Vooral deeplearning maakt de laatste jaren furore in de wereld van machinelearning. Bij deeplearning gebruikt het algoritme een groot aantal lagen tussen input en output. De invoerlaag verwerkt de input en stuurt die door naar de volgende laag, die zijn input verwerkt en naar de volgende laag doorstuurt, enzovoort, tot er aan het einde de output uitkomt. Dit grote aantal lagen maakt complexe transformaties mogelijk.

Een prominente gebruiker van deeplearning is Google DeepMind. In 2014 nam Google de start-up DeepMind uit Cambridge over. Begin 2016 kwam het in het nieuws met de overwinning van AlphaGo op de menselijke kampioen in het bordspel go. En het systeem van DeepMind blinkt uit in het spelen van games zoals Space Invaders en Pac Man.

Google DeepMind combineert deeplearning op een convolutioneel neuraal netwerk met het zogenoemde Q-learning om spelletjes te leren spelen zonder dat het hoeft te weten wat de goede zet is: het algoritme krijgt alleen informatie over ‘winst’ of ‘verlies’. Google DeepMind noemt hun techniek deep reinforcement learning.

Google heeft het geld voor de mensen en de computers om op grote schaal machine learning te ontwikkelen

-

Wat heeft Google DeepMind dat anderen niet hebben? “Vooral geld,” zegt Sander Bohte, onderzoeker bij het Amsterdamse CWI (Centrum voor Wiskunde & Informatica). “Wanneer je een industrieel onderzoekslabo hebt waar een paar honderd briljante mensen werken, verkrijg je de resultaten van Google DeepMind. Google heeft het geld om de beste mensen ter wereld aan te nemen en ze hebben geld voor krachtige computerclusters. Zij kunnen dus op een heel andere schaal werken dan universiteiten.”

Facebook, Microsoft, Apple...

Google is niet de enige die geld investeert in machinelearning. Facebook heeft een Applied Machine Learning-team dat spam herkent, foto’s automatisch tagt en nog heel wat andere slimme taken uitvoert op het sociale netwerk.

In 2015 kocht Microsoft het bedrijf Equivio, dat patronen in grote hoeveelheden e-mails en documenten doorspit. En Apple nam in 2016 de vooraanstaande onderzoeker Ruslan Salakhutdinov aan als hoofd van zijn AI Research team. Ook Amazon, Twitter en Baidu zijn bezig met machinelearning.
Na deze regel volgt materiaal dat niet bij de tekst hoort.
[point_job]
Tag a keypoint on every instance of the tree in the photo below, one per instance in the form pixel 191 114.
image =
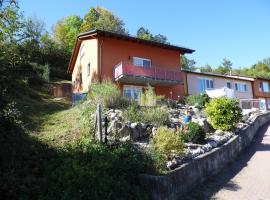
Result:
pixel 206 68
pixel 144 33
pixel 227 64
pixel 160 38
pixel 225 67
pixel 100 18
pixel 66 31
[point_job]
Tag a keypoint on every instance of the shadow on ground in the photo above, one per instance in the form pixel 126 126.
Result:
pixel 222 180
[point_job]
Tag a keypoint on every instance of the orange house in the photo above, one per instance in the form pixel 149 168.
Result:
pixel 131 62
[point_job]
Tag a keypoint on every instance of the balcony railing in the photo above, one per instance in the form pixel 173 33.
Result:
pixel 124 69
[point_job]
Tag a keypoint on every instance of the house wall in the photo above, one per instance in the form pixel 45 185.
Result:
pixel 219 82
pixel 260 94
pixel 114 51
pixel 87 54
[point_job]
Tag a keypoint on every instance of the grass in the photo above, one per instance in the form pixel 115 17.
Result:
pixel 53 157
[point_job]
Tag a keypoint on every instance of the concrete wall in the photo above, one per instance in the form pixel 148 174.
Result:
pixel 219 82
pixel 183 179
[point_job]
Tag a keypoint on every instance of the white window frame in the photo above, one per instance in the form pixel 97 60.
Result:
pixel 133 89
pixel 265 87
pixel 141 64
pixel 204 87
pixel 88 69
pixel 240 87
pixel 228 82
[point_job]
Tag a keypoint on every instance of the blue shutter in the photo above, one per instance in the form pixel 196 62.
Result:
pixel 200 85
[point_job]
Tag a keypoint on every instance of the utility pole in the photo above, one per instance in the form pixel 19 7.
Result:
pixel 99 122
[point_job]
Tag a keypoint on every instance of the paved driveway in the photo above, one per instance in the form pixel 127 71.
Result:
pixel 247 178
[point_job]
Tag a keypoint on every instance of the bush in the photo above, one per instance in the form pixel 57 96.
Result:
pixel 148 98
pixel 198 100
pixel 167 142
pixel 223 113
pixel 157 116
pixel 108 93
pixel 195 133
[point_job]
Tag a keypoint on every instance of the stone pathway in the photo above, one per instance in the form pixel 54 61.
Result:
pixel 247 178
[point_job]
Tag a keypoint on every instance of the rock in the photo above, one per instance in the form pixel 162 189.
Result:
pixel 219 132
pixel 204 124
pixel 135 134
pixel 125 131
pixel 133 125
pixel 125 139
pixel 154 129
pixel 172 164
pixel 213 144
pixel 174 120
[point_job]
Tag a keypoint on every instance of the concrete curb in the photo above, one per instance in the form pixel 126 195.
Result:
pixel 181 180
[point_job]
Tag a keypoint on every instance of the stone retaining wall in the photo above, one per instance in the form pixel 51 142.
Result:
pixel 181 180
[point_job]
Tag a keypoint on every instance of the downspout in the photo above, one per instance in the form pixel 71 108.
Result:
pixel 100 59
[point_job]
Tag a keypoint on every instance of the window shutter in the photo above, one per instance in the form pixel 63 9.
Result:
pixel 236 87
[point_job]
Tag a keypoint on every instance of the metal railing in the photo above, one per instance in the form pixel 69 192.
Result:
pixel 257 104
pixel 158 73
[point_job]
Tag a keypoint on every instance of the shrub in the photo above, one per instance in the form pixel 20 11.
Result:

En dan is er nog IBM, dat met zijn supercomputer Watson belangrijke toepassingen ontwikkelt.

De kunstmatige neurale netwerken die een belangrijke rol spelen in machinelearning zijn losjes geïnspireerd op de neuronen in onze hersenen. Maar ze werken helemaal niet zo efficiënt, zegt Sander Bohte: “Onze hersenen verbruiken zo’n 25 W energie. Een neuraal netwerk op een pc verbruikt al snel 300 W. Dat kunnen we niet in een drone implementeren, want die verbruikt dan te veel energie om lang in de lucht te blijven op zijn batterijlading."
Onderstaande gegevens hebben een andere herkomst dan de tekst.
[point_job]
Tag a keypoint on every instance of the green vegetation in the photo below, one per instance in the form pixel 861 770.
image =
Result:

"En als we een neuraal netwerk ter grootte van de hersenen zouden maken, zou dat 5 MW verbruiken. Onze kunstmatige neurale netwerken zijn dus aanzienlijk minder efficiënt dan hun biologische evenknieën.”

De grote uitdaging is dus om dat verschil te verkleinen. Dat kunnen we volgens Sander Bohte bereiken als we ons nog meer laten inspireren op biologische neurale netwerken: “Neuronen in onze hersenen communiceren met pulsen. Gemiddeld sturen ze één puls per seconde. Maar neuronen zijn niet continu actief. Soms doen ze een seconde niets en soms vuren ze tien keer op een seconde.”

Spiking neural networks

Sander Bohte doet onderzoek naar spiking neural networks, die net zoals biologische neuronen geen energie gebruiken wanneer er niets gebeurt. “We hopen zo neurale netwerken toch een factor 100 energie-efficiënter te maken,” zegt hij. IBM gebruikt dezelfde aanpak in zijn TrueNorth-processor, die met een miljoen neuronen maar 70 mW verbruikt.
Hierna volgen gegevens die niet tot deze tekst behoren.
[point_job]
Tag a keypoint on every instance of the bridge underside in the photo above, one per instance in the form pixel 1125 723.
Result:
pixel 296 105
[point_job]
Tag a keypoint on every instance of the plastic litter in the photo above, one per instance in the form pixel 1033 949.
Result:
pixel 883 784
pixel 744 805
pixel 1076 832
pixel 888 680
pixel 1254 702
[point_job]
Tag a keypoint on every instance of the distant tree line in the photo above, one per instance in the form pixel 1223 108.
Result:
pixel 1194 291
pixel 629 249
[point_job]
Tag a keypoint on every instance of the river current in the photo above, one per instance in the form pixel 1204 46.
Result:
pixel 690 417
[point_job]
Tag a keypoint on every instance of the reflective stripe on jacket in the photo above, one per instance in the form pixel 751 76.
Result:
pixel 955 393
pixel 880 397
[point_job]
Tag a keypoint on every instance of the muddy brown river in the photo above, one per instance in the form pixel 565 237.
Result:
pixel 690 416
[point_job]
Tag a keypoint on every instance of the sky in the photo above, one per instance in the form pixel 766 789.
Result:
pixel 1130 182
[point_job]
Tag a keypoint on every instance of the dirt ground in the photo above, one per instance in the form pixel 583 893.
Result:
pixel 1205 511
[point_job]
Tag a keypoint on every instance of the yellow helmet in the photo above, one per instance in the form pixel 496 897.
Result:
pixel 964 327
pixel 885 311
Spiking neurale netwerken hebben volgens Sander Bohte nog een ander voordeel: ze zijn compatibel met biologische neuronen omdat ze dezelfde taal spreken. “We kunnen een spiking neuraal netwerk in principe rechtstreeks op ons brein aansluiten. Zo werk ik nu samen met het Leids Universitair Medisch Centrum om cochleaire implantaten te verbeteren. "

"Ik verwacht dat neuroprotheses met spiking neurale netwerken binnen vijf jaar mogelijk zijn. En ik verwacht ook veel van het Amerikaanse DARPA, dat veel geld steekt in projecten binnen het BRAIN Initiative met als doel om 1 miljoen gelijktijdige ‘aansluitingen’ met de hersenen te maken.”

Onbetrouwbare resultaten

Een nadeel van neurale netwerken is dat ze een soort ‘black box’ vormen: wanneer ze een resultaat geven, weet je niet hoe ze tot dat resultaat komen. In sommige domeinen is dat helemaal geen wenselijke eigenschap. Stel dat we software ontwikkelen om een arts te helpen bij het nemen van juiste beslissingen. Als de software een diagnose stelt, maar de arts helemaal niet weet waarop die diagnose gebaseerd is, kan hij daarop niet vertrouwen. Een verkeerde beslissing kan immers een grote impact hebben.

“In zulke domeinen werk je daarom liever met predictieve modellen die voor de expert te begrijpen zijn,” zegt Gilles Vandewiele, doctoraatsstudent aan het Internet Technology and Data Science Lab (IDLab) van de Universiteit Gent – imec. Gilles Vandewiele werkt daarom met decision support systemen.

Wanneer neurale netwerken een resultaat geven, weet je niet hoe ze daartoe zijn gekomen

-

“Dat vereist vaak meer menselijke inbreng dan een neuraal netwerk, omdat we zelf aan feature extraction (het verminderen van de hoeveelheid middelen die nodig zijn om een grote set van gegevens te beschrijven – red.) doen, terwijl dat bij deeplearning automatisch gebeurt. Maar het resultaat is dan wel een begrijpelijk model dat vaak sneller getraind kan worden dan zijn tegenpool, omdat we dan geen miljoenen parameters meer moeten leren.”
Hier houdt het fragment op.